SPRINGFIELD -- Rosario Andino grew up in a family of intellectuals in pre-revolutionary Cuba, and at age 4 boldly asked one of her parents' accomplished friends to teach her the piano.
"I learned how to read music before words," she says.
Since then, Andino has performed through much of the Western world, with annual tours through Europe, Mexico and the United States.
She will perform works by Beethoven, Chopin and Liszt at 3 p.m. Sunday at Academic Auditorium.
Andino was performing concerts in Cuba by age 6 and graduated from the St. George's School in Havana before landing a scholarship to attend the Chatham Square Music School in New York City. The school educates only talented musicians who are training for the concert stage.
She left for New York just before Castro came to power and soon afterward lost her scholarship when the United States and Cuba broke relations. Her parents weren't allowed to send her money.
The Cubans offered to send her to Russia to study instead. "I answered that I did not think that was a good idea," she said. "I still had a lot to learn in New York."
Andino survived by working odd jobs -- she was a dental assistant for a time. No big break came along to turn her into a concert pianist.
"This is not a Hollywood movie," she said. "This is hard work and it's a gradual process."
Along the way she won the Music Critics Circle Prize in Cuba and the Pittsburgh Society of Musical Arts Prize in the United States. In 1994, the Missouri Arts Council nominated her to the Mid-America Arts Alliance Foundation and she was the only pianist chosen for the foundation's roster.
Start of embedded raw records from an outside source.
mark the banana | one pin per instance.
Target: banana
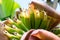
(27, 20)
(38, 18)
(32, 18)
(56, 31)
(12, 30)
(20, 25)
(10, 36)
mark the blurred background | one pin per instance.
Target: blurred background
(8, 7)
(53, 3)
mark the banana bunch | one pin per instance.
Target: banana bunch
(28, 19)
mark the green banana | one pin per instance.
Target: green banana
(56, 31)
(17, 23)
(45, 22)
(20, 25)
(39, 16)
(12, 30)
(27, 20)
(10, 36)
(58, 35)
(17, 34)
(32, 18)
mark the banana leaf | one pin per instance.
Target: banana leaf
(7, 8)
Andino, who became a U.S. citizen, now lives in Springfield, where her father was offered a teaching position after leaving Cuba as well many years ago.
"I have my base here, but I spend half of the year abroad and half in the States," she said.
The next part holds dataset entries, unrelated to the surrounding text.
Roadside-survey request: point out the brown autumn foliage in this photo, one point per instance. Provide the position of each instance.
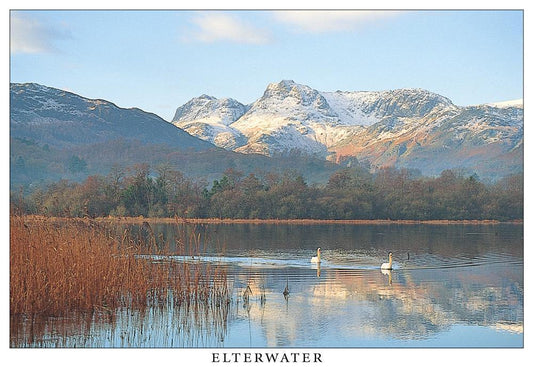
(65, 265)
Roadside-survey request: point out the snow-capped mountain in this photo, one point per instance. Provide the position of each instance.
(406, 127)
(61, 118)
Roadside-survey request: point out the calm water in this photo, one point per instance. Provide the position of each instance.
(451, 286)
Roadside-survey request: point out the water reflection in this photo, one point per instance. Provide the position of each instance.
(445, 278)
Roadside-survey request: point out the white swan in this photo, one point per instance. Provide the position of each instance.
(316, 259)
(387, 266)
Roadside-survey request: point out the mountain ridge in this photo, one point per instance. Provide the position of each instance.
(383, 128)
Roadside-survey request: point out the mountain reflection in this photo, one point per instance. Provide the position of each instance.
(453, 276)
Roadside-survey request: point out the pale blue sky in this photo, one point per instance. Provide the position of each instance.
(158, 60)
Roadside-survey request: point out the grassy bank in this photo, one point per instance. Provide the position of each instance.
(63, 265)
(140, 220)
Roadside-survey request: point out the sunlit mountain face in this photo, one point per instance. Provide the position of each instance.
(411, 128)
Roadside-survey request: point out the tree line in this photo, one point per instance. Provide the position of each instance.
(352, 193)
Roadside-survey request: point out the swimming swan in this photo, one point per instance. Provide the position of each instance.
(316, 259)
(387, 266)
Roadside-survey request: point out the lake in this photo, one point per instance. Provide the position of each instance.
(451, 286)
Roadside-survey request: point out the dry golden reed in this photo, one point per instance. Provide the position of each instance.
(63, 265)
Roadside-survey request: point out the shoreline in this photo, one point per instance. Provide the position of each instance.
(178, 220)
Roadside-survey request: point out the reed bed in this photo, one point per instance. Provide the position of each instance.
(59, 266)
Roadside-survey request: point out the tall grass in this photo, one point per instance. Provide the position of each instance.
(59, 266)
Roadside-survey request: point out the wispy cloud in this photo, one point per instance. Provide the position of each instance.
(213, 27)
(31, 36)
(331, 20)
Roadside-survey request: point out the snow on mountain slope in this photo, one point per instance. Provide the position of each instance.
(513, 103)
(405, 126)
She has never returned to Cuba and doesn't know whether she would be allowed to. "I have no desire to go back," she says.
Music, not politics, is the most important thing in her life. "Every concert is a high point," she says. "I try to do my very best. It's a matter of life and death."
The concert is sponsored by a grant from the Missouri Arts Council in cooperation with the College of Liberal Arts at Southeast Missouri State University.
The concert is open to the public. Tickets are $10 general admission and $7 for seniors. The concert is free to members of the Southeast Missouri Concert Association and to children 12 and under.
Southeast students also may attend free.